The only twist to this with QE is that the pawn broker, the FED, owns the money printing presses and is just creating money out of thin air. But at the same time the asset that is being pawned to them is an IOU that THEY ISSUED. So people are mostly willing to say “well actually they are not really creating money…. not in a way that matters to inflation”. Everyone kind of holds their noses at this weird situation because they figure in six months the banks will get their bonds out of the pawn shop, and the money that was printed will be destroyed, and everything will go back to how it was before, EXCEPT that the economy will be helped. So its like a magic trick. Something winks into existence just long enough for the audience to see it and then poof its gone again like it never happened.

Anonymous 0 Comments

These measures are often described as necessary to preserving liquidity. How does that work? What locks up if the Fed doesn’t do this?

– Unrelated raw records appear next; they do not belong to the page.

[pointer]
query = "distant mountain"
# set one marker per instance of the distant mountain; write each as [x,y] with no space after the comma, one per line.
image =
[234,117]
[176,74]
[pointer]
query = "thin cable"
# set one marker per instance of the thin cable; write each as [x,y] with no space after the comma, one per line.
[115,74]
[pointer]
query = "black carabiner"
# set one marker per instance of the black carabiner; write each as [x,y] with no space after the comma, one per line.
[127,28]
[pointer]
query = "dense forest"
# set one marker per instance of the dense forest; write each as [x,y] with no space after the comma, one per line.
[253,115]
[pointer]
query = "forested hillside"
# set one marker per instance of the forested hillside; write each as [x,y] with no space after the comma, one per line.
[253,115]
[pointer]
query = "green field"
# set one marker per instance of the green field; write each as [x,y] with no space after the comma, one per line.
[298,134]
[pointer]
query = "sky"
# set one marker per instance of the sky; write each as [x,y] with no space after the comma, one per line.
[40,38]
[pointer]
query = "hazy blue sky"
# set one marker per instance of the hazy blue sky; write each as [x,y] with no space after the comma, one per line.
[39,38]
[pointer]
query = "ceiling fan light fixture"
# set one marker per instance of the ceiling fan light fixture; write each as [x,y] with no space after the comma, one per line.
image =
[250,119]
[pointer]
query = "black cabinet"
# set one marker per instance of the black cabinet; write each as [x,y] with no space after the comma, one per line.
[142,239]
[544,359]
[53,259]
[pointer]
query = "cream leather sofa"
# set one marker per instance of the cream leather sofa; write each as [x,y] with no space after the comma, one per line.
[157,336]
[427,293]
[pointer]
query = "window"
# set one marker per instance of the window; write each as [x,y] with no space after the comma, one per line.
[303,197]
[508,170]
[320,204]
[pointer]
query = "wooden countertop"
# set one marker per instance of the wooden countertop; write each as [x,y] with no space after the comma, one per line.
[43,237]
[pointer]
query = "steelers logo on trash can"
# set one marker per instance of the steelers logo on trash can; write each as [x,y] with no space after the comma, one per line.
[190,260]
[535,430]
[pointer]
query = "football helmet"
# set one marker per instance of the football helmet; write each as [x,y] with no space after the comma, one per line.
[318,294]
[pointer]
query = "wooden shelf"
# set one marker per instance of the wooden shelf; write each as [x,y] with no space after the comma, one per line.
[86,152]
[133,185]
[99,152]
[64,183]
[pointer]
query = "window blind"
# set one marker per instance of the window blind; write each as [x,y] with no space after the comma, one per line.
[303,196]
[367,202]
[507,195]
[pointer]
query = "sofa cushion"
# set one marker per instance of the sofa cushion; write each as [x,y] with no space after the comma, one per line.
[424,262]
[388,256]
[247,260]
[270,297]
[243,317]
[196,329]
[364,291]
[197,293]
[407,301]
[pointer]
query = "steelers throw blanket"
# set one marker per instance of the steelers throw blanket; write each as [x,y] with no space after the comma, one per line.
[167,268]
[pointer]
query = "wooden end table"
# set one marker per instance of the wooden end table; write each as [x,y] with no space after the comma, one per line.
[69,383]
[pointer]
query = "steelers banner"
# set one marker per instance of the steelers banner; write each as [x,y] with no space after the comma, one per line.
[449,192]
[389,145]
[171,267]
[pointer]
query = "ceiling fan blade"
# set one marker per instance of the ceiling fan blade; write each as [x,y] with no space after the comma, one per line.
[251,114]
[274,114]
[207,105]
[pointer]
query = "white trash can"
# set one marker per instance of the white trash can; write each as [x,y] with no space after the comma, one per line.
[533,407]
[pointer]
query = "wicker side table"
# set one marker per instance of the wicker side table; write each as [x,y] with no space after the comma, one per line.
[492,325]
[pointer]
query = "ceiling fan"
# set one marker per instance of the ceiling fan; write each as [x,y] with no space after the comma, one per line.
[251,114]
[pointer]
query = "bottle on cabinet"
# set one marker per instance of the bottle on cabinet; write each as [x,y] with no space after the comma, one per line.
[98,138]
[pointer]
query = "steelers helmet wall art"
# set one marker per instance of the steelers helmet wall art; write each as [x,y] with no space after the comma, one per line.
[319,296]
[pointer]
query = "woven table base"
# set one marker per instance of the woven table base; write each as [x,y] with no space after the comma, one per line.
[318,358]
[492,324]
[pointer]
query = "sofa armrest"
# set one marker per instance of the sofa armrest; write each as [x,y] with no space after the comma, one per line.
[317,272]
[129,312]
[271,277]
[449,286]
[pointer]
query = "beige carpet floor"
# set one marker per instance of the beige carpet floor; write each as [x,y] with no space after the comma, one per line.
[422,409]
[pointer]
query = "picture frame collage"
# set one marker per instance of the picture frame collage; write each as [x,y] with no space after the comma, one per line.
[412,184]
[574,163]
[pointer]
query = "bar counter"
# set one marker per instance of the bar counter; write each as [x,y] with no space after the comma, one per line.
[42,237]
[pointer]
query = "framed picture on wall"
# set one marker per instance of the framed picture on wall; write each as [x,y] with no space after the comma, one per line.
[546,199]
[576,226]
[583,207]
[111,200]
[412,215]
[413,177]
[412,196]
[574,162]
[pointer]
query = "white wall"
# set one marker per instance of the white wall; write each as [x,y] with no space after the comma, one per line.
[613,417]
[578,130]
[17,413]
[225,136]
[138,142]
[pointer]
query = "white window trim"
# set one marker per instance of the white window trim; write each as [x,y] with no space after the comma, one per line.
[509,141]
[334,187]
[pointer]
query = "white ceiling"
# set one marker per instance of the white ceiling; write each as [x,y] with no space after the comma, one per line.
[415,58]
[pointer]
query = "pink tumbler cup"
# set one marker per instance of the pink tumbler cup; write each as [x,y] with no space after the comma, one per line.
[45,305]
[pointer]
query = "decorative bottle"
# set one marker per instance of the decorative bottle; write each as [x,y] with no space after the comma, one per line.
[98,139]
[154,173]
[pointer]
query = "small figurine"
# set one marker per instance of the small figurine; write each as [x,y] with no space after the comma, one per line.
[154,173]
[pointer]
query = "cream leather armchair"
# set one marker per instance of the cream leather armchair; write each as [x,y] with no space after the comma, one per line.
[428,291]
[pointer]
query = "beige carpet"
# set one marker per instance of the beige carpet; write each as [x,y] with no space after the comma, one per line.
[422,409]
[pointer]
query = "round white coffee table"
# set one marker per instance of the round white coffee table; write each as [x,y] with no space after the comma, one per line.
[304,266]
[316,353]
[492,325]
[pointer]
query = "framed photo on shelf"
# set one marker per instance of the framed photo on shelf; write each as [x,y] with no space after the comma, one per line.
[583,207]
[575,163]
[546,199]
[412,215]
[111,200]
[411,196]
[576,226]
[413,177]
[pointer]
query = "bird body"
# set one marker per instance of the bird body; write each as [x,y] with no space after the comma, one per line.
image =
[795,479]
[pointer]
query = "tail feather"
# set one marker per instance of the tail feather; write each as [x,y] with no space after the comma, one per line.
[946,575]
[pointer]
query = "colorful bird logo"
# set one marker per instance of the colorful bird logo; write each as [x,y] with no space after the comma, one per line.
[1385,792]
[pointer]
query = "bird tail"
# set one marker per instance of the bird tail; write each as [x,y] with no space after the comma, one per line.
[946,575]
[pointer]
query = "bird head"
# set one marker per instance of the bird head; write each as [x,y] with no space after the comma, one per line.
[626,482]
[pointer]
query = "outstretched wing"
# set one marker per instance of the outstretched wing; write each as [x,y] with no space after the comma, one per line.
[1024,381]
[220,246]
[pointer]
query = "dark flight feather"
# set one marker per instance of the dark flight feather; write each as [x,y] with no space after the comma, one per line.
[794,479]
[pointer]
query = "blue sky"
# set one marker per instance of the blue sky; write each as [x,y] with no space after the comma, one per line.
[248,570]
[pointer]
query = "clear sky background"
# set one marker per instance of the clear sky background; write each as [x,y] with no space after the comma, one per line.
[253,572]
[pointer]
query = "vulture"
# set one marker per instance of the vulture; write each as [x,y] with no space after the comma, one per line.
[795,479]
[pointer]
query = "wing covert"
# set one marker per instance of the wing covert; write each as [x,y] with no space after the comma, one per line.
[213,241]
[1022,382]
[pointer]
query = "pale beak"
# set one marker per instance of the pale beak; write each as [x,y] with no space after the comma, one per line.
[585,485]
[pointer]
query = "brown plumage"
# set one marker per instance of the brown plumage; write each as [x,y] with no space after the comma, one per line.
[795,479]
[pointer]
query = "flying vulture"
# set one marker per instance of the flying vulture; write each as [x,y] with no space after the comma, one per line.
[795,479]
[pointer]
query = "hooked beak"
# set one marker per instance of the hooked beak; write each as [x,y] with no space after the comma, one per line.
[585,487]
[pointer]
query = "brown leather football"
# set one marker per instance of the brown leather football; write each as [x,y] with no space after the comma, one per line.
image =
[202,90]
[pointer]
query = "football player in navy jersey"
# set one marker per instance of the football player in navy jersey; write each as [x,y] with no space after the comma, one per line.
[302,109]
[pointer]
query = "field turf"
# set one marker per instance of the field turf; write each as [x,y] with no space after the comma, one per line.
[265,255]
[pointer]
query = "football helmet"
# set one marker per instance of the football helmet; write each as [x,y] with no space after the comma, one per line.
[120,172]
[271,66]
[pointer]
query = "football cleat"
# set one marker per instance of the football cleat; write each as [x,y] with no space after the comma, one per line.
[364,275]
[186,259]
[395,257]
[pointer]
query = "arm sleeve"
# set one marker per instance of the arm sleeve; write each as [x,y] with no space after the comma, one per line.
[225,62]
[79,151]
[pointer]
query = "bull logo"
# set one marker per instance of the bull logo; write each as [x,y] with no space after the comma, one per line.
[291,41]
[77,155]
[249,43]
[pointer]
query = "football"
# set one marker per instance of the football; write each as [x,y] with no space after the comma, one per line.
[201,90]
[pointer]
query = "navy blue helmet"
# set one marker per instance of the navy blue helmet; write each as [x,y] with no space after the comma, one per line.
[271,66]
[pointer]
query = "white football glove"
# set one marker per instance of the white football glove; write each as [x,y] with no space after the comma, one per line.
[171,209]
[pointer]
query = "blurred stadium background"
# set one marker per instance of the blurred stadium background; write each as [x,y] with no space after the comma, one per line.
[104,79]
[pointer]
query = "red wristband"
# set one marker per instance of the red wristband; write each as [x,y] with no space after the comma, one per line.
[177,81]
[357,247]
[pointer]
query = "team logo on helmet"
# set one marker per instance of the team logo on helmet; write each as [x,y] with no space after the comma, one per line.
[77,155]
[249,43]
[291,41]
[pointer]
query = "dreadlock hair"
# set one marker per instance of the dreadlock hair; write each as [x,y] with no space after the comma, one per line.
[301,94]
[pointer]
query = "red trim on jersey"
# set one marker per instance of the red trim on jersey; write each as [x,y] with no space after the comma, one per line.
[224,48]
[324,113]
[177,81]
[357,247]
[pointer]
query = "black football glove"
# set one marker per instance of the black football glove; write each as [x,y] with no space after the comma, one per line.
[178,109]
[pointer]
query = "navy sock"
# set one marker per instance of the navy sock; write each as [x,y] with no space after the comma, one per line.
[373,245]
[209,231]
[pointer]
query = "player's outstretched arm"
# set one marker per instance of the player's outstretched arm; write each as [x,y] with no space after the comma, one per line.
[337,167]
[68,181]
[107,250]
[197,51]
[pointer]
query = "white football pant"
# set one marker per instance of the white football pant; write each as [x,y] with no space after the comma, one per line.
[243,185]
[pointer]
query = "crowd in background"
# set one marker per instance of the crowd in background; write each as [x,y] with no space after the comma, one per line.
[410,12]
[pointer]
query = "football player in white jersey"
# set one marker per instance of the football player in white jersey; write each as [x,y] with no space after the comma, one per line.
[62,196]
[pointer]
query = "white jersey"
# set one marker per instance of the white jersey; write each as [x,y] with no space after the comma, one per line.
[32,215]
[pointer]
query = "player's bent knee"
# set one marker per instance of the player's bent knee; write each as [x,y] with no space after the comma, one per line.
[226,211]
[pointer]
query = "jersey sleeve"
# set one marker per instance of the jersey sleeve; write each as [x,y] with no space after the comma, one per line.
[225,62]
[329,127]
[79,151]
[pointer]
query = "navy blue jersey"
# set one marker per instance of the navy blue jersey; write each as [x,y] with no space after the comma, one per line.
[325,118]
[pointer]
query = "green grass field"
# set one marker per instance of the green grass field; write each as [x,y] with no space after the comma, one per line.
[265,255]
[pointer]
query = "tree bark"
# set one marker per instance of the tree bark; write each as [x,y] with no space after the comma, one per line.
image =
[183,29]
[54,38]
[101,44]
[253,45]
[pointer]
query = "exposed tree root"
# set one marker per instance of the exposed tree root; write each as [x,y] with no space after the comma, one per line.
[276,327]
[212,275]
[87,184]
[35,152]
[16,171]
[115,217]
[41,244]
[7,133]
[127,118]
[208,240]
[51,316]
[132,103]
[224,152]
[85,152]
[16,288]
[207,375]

What necessary transaction does someone refuse to engage in? In 2008, I heard about credit card transaction approvals being frozen. What’s the mechanism that caused (now would cause?) that?

Anonymous 0 Comments

I’ve always wondered instead of buying bonds from banks can the money be injected from bottom up by giving say $500 to every American?

Anonymous 0 Comments

Ignore all the words in “Quantitative Easing”, they don’t mean anything. It’s the central bank giving out large loans to other banks. The central bank prints money. In a fiat currency like ours, they have an infinite supply. They buy bonds in bulk. IE, money from nowhere goes into the banks and now they have more money to loan out themselves. Bonds have interest rates and such, so it’s not money-for-nothing. But in financial terms it’s about as close as you can get.

This would be disastrous if inflation is a worry, but if the economy is sluggish and inflation is alright, they can give money to the banks to try and liven things up. It DOES solve any worry about deflation.

You know how you work hard for your money? Well if the banks aren’t doing so hot, they’ll just give banks more cash to play with.

Anonymous 0 Comments

Quantitative easing is a tactic used by a country’s central bank (eg. The federal reserve) to add money to the country’s economy, primarily in times when the economy is slow or have collapsed. Because the central bank cannot give away money for free, it makes large purchases of government bonds or financial assets(Billions of dollars worth of assets). Once the bonds are purchased, the money is then used to fulfill the purpose of the bond (build roads, develop systems etc). This now means that people will be hired to build the roads, materials will be bought and so forth, so that money will now be circulated in the economy thanks to quantitative easing.